Derrick Rose owes Bulls’ fans nothing. While they may have bought the jersey or just a shirt with half of Derrick Rose’s face combined with half of the Bulls logo, Rose owes the Bull fans nothing. Mr. Rose is calculated in his prolonged return from a torn ACL more than a year ago, and he might even be doing fans a favor by sitting out.
The Bulls will lose to the Heat. This isn’t a prediction; it’s a pretty solid assumption. Even if Derrick Rose made a miraculous return, he hasn’t played in an NBA game in more than a year. His pace, chemistry with teammates, and general skills might take a game or five to readjust. If Rose were playing, or had been playing, the Heat would still be heavy favorites in the series.
Now, it just leaves Bulls fans a minor excuse when the Heat win in four or five games.
Clearly, Rose is thinking beyond this season.
Miami is the favorite in the NBA for the near future. If the Heat don’t win it all this year or next year, the Western Conference supplies the next two or three favorites. Instead of hastening a return, even if he feels fully healthy now, Rose is conserving his body and prolonging his promising prime to (maybe) play in a season or two when he can be on one of the top three teams in the league.
A number of top-tier basketball players played through the pain in their careers with early retirement as a consequence. Pete Maravich and Bill Walton lasted 23 years combined in the league and had Hall of Fame careers. But both were hampered by constant injuries they often played on and were out of the league much earlier than they had hoped.
For a more recent example, Brandon Roy won NBA Rookie of the Year in 2007 but retired by 2011 because of bad knees. The shooting guard knew his knees were bothersome before the 2008 season, but he played as many games as he physically could, resulting in a quick deterioration of cartilage. A return this past year was unsuccessful, with Roy playing in just five games all season for the Timberwolves.
Points to other sports for examples of success don’t fly, either. Just because Adrian Peterson and Willis McGahee returned from horrific knee injuries to be as good as they were doesn’t mean Rose automatically will, too. Basketball involves a lot more jumping and landing than football, and there are 82 games in an NBA regular season, not 16.
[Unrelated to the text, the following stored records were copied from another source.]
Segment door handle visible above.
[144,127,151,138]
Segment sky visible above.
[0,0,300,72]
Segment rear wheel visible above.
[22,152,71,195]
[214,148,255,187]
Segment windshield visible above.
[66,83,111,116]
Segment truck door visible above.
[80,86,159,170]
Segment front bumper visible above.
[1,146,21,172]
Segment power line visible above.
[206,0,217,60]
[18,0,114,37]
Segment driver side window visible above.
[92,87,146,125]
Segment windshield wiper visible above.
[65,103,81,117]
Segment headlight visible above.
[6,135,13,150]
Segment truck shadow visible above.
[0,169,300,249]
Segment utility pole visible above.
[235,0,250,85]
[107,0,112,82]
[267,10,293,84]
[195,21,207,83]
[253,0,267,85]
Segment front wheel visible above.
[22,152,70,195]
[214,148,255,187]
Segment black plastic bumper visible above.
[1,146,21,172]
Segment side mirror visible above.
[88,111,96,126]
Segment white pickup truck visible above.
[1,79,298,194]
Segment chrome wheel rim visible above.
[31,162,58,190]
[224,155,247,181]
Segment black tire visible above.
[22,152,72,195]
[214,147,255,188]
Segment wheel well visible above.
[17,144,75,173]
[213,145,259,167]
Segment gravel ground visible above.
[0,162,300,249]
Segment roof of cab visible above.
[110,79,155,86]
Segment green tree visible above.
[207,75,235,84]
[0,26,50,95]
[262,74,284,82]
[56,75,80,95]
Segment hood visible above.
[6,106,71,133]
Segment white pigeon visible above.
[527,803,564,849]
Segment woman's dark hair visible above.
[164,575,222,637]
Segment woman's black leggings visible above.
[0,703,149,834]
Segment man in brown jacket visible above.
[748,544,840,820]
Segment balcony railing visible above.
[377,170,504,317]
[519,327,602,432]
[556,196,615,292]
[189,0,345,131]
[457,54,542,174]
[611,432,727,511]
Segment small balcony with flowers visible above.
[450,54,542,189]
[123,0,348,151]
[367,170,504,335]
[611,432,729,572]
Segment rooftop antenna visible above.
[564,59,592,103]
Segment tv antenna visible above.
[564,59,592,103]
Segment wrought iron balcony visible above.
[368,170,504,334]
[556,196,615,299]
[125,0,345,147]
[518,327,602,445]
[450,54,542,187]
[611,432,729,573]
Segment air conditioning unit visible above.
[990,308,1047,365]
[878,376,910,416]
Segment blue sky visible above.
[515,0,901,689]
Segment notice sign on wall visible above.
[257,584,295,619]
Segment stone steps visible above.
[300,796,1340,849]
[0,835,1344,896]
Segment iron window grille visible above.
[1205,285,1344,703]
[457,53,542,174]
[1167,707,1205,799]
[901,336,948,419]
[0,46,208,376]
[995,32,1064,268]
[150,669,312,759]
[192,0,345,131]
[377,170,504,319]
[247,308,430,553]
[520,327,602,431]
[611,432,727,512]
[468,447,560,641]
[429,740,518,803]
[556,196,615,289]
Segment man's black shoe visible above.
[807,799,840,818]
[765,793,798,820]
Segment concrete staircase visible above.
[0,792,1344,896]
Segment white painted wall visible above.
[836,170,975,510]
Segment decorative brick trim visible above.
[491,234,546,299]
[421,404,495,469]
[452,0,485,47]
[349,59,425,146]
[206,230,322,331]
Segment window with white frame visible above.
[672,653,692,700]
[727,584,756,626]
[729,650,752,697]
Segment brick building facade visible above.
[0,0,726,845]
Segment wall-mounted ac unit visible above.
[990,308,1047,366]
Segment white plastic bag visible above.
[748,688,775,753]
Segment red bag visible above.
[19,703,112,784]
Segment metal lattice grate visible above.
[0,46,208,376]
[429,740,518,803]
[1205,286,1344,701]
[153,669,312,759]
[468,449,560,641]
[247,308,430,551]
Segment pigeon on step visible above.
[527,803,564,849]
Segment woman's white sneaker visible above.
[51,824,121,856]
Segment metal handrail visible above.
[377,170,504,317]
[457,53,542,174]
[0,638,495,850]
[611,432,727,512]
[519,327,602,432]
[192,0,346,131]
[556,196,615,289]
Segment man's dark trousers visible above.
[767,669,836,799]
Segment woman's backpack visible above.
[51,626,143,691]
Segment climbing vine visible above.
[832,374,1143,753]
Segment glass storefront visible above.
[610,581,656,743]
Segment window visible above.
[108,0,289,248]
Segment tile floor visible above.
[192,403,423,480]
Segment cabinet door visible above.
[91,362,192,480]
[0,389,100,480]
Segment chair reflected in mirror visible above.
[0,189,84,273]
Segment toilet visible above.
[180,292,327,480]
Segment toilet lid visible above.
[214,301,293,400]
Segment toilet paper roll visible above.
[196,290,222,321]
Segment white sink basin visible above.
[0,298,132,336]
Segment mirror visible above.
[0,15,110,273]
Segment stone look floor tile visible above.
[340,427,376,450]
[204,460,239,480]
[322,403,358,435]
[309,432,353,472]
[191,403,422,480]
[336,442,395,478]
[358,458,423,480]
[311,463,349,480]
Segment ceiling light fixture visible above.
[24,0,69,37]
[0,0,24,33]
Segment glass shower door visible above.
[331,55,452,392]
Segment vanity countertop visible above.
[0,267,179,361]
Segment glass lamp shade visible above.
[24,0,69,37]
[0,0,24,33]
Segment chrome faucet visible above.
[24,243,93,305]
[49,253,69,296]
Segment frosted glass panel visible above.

Rose is biding his time this year while the King reasserts his claim for the throne. This decision isn’t sexy now, but the former Memphis star is calculated.
Derrick Rose is 24, while basketball’s best LeBron James, is 28. There will be a time in the NBA future where Rose will be in his prime while James will be on the decline, assuming both stay healthy.
Rose will likely be a Chicago player for his entire career. He’s a Chicago native that invested in a Chicago pizza chain. It’s when he’s 30, one of the league’s best, and on a contending team that Chicago fans will realized Rose knew what he was doing in 2013 all along.